You are now in the main content area

Stop #3 - Historical Plaque on Grosvenor Street

Macdonald and industrialization

Map for location 3.
Typographer’s Strike Plaque
Typographer’s Strike Plaque

Macdonald lived in a period of tremendous transformation in Canada, the age of industrialization. No portrait of him and his time would be complete without emphasizing this reality.

It is easy for us to romanticize the finer aspects of Victorian Canada but the reality was that life in this country was very hard in the 19th century. Many people came to the city in order to find work.

As the pressures of capitalism grew more intense, the more skilled workers wished to unionize to affirm their rights and to force employers to provide better pay and decent working conditions. In the 1870s, Toronto’s printers started a campaign against local newspaper publishers, demanding that working days be limited to nine hours.

George Brown was the founder and editor of the Toronto Globe, which later became the Globe & Mail, and a political rival of Macdonald’s. He led the other newspaper publishers in resisting these demands and pressed criminal charges to have their leaders arrested for seditious conspiracy. In April 1872, 10,000 supporters of the printers rallied in Queen’s Park to protest this abuse of power.

Macdonald was a cold political calculator and he was always happy to support people who gave George Brown a hard time. He responded positively to the demands of the workers. Macdonald passed a new Trade Unions Act to legalize unions and allow them to negotiate better working conditions. As a result, workers eventually won the right to work only 9 hours, 6 days a week. Macdonald later created a Royal Commission on the Relations of Labour and Capital. Its 1889 report documented the sweeping impact of industrialization in Canada, and the commissioners strongly defended unions as a suitable form of organization for workers.

T. Phillips Thompson
T. Phillips Thompson Credit: Library and Archives Canada

The commissioners heard horrifying testimony regarding the beating and imprisonment of children employed in factories, and urged that the practices be outlawed. The following is an excerpt from their report:

In some parts of the Dominion the employment of children of very tender years is still permitted. This injures the health, stunts the growth and prevents the proper education of such children, so that they cannot become healthy men and women or intelligent citizens. It is believed that the regular employment in mills, factories and mines of children less than 14 years of age should be strictly forbidden Further your Commissioner think that young persons should not be required to work during the night at any time, nor before 7 o’clock in the morning during the months of December, January, February and March.

To this day, that report is the most compelling portrait of the working lives of Canadians at that time.

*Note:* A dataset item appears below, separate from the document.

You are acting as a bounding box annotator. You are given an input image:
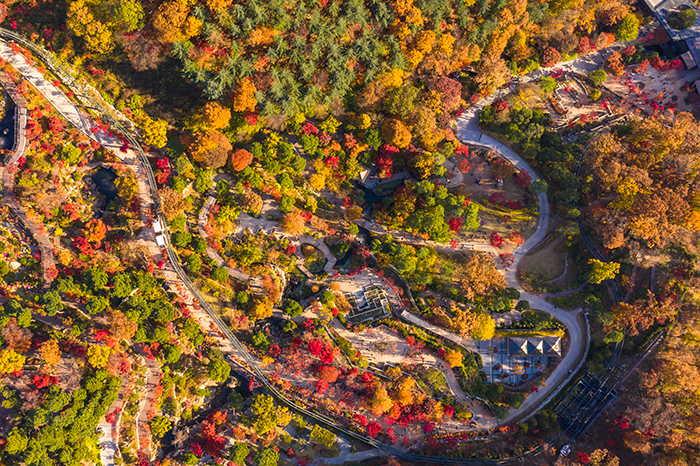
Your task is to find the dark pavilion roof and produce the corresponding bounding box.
[507,336,561,356]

It changed the minds of many, but not everybody was convinced. Macdonald himself did nothing in his last two years to act on the commission’s report. As a result, T. Phillips Thompson, the editor of the Labor Advocate wrote the following:

Sir John A. fooled the Canadian workingman… A commission was appointed and travelled all over the country examining witnesses and investigating local conditions but the sole result was a bulky report. None of the suggestions of the commission have been put on the statue books, and the money laid out on this expensive job was worse than waster, in as much as it was made the means of giving a soft job to a few political heelers in return for their influence at elections.

T. Phillips Thompson was harsh and failed to appreciate Macdonald’s actions which, at that time, went a long way in changing the thinking about the relations between workers, employers and the government. More importantly, the findings of the Commission fuelled government action in the more progressive era of the early twentieth century.

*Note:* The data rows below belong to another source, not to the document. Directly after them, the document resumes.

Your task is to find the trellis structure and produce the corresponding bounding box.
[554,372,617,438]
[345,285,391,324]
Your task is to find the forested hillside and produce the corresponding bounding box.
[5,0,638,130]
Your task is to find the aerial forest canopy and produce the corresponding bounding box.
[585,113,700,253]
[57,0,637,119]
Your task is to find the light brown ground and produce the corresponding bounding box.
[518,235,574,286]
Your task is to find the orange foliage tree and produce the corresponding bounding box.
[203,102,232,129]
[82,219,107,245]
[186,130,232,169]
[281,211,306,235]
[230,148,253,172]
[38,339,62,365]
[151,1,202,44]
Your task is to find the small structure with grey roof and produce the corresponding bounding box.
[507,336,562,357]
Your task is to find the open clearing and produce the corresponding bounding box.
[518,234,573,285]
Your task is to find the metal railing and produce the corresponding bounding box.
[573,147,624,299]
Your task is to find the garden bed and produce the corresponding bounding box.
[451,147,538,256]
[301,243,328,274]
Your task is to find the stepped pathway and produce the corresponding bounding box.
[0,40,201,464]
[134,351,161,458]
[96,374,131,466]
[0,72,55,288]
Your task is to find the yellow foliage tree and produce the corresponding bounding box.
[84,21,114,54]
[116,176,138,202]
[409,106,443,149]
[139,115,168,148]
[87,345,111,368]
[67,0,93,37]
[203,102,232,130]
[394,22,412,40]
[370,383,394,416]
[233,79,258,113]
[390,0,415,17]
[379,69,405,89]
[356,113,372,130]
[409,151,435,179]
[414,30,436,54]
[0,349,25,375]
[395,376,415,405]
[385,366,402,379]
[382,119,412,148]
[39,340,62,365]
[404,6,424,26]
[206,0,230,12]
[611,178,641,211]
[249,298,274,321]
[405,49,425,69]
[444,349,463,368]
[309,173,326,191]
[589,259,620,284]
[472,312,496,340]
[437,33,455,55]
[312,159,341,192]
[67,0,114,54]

We have seen that Macdonald was able to change his mind on a number of issues over his long career. But he was still a man of his century; he believed in a liberal philosophy where every man was out for himself, where capitalism reigned supreme and where government help to individuals would be extremely limited.Ironically, the man who did not consider himself a rebel still found a way to make radical changes that were, in many cases, decades ahead of their time.